1. **Docker Environment**: Set up Docker with GPU support for optimal performance
2. **XTTS Server**: Run the XTTS streaming server container
3. **Voice Models**: Configure voice models and cloning samples as needed

### Required Configuration

* **Server URL**: Configure the XTTS server endpoint (default: `http://localhost:8000`)
* **Voice Selection**: Set up voice models or voice cloning samples

<Note>
  GPU acceleration is recommended for optimal performance. The server requires
  CUDA support for best results.
</Note>

## Configuration

### XTTSService

<ParamField path="voice_id" type="str" required deprecated>
  ID of the studio speaker to use for synthesis. *Deprecated in v0.0.105. Use
  `settings=XTTSService.Settings(voice=...)` instead.*
</ParamField>

<ParamField path="base_url" type="str" required>
  Base URL of the XTTS streaming server (e.g. `http://localhost:8000`).
</ParamField>

<ParamField path="aiohttp_session" type="aiohttp.ClientSession" required>
  An aiohttp session for HTTP requests to the XTTS server.
</ParamField>

<ParamField path="language" type="Language" default="Language.EN" deprecated>
  Language for synthesis. Supports Czech, German, English, Spanish, French,
  Hindi, Hungarian, Italian, Japanese, Korean, Dutch, Polish, Portuguese,
  Russian, Turkish, and Chinese. *Deprecated in v0.0.106. Use
  `settings=XTTSService.Settings(language=...)` instead.*
</ParamField>

<ParamField path="settings" type="XTTSService.Settings" default="None">
  Runtime-configurable settings. See [Settings](#settings) below.
</ParamField>

<ParamField path="sample_rate" type="int" default="None">
  Output audio sample rate in Hz. When `None`, uses the pipeline's configured
  sample rate. Audio is automatically resampled from XTTS's native 24kHz output.
</ParamField>

### Settings

Runtime-configurable settings passed via the `settings` constructor argument using `XTTSService.Settings(...)`. These can be updated mid-conversation with `TTSUpdateSettingsFrame`. See [Service Settings](/pipecat/fundamentals/service-settings) for details.

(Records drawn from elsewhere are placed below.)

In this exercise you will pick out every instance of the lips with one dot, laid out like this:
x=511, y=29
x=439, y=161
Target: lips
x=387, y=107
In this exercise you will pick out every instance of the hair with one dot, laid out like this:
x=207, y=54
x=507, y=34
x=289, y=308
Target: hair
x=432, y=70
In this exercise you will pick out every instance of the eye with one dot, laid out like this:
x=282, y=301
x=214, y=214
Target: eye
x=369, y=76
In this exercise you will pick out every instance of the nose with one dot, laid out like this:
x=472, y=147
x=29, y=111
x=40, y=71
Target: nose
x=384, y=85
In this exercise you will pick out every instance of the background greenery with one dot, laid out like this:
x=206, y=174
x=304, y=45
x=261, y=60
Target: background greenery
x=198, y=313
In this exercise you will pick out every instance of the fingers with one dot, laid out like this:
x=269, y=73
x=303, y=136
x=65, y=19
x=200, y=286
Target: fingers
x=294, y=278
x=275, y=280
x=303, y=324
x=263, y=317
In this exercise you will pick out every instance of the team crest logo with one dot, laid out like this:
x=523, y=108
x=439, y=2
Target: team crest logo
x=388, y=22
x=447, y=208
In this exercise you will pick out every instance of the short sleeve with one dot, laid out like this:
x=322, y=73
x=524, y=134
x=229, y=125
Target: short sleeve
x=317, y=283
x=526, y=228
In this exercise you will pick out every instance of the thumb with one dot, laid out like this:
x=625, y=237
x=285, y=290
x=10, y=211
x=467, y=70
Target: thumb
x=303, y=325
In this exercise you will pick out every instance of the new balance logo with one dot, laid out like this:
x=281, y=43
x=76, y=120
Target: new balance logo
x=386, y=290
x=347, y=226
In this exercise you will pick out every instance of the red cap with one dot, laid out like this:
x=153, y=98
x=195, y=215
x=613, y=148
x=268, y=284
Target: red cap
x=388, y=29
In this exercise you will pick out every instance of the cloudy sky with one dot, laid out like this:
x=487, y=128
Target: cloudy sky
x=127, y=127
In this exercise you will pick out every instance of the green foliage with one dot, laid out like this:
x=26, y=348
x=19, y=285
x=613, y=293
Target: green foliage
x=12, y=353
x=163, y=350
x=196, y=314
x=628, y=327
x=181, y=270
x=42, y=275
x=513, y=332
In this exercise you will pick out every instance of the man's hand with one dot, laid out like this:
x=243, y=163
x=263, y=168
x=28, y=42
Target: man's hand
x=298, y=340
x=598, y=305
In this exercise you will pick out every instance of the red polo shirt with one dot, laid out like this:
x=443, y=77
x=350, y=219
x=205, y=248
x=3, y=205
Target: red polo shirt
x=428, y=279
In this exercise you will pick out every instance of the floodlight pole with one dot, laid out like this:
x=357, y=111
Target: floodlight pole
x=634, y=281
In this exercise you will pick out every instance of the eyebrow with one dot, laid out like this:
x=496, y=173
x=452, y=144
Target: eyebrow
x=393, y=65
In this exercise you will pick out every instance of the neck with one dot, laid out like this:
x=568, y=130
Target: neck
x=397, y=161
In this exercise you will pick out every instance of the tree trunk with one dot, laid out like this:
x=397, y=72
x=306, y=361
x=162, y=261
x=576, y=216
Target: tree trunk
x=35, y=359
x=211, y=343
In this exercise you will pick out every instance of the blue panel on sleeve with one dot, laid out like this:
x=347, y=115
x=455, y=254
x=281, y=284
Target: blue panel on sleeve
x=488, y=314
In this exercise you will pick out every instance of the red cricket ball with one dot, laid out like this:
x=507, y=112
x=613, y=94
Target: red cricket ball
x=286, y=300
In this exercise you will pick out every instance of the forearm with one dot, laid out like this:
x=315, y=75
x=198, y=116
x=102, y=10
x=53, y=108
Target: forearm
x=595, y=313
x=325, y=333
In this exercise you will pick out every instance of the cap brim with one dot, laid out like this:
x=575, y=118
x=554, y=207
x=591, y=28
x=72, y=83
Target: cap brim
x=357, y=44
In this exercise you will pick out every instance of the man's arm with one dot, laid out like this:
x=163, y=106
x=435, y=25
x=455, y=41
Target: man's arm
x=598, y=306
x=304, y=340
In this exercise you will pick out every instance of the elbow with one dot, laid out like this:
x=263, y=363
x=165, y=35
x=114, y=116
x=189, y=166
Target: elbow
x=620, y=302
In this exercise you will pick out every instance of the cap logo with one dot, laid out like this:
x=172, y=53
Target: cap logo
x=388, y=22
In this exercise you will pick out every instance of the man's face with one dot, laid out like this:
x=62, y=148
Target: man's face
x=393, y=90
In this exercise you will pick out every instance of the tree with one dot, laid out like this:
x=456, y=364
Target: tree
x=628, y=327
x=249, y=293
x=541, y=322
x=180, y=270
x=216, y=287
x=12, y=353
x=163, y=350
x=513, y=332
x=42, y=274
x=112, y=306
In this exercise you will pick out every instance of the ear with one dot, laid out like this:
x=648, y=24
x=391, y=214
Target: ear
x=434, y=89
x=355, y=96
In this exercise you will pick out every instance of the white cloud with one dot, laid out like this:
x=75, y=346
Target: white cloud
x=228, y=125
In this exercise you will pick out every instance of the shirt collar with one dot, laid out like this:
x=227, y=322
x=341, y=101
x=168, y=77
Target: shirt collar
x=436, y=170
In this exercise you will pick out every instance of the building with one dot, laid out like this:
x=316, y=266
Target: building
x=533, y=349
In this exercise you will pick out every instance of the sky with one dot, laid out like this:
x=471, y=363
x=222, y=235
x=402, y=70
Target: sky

| Parameter  | Type              | Default | Description                            |
| ---------- | ----------------- | ------- | -------------------------------------- |
| `model`    | `str`             | `None`  | Model identifier. *(Inherited.)*       |
| `voice`    | `str`             | `None`  | Voice identifier. *(Inherited.)*       |
| `language` | `Language \| str` | `None`  | Language for synthesis. *(Inherited.)* |

## Usage

### Basic Setup

```python theme={null}
import aiohttp
from pipecat.services.xtts import XTTSService

async with aiohttp.ClientSession() as session:
    tts = XTTSService(
        settings=XTTSService.Settings(
            voice="Ana Florence",
        ),
        base_url="http://localhost:8000",
        aiohttp_session=session,
    )
```

### With Language Configuration

```python theme={null}
import aiohttp
from pipecat.services.xtts import XTTSService
from pipecat.transcriptions.language import Language

async with aiohttp.ClientSession() as session:
    tts = XTTSService(
        settings=XTTSService.Settings(
            voice="Ana Florence",
            language=Language.ES,
        ),
        base_url="http://localhost:8000",
        aiohttp_session=session,
    )
```

<Tip>
  The `InputParams` / `params=` pattern is deprecated as of v0.0.105. Use
  `Settings` / `settings=` instead. See the [Service Settings
  guide](/pipecat/fundamentals/service-settings) for migration details.
</Tip>

## Notes

* **Local server required**: XTTS requires a locally running streaming server (via Docker). The service connects to this server over HTTP.
* **Studio speakers**: On startup, the service fetches available "studio speakers" from the server's `/studio_speakers` endpoint. The `voice_id` must match one of these speakers.
* **Audio resampling**: XTTS natively outputs audio at 24kHz. The service automatically resamples to match the pipeline's configured sample rate.
* **GPU recommended**: The XTTS server performs best with CUDA-enabled GPU acceleration. CPU inference is significantly slower.
* **No API key required**: XTTS runs locally, so no external API credentials are needed.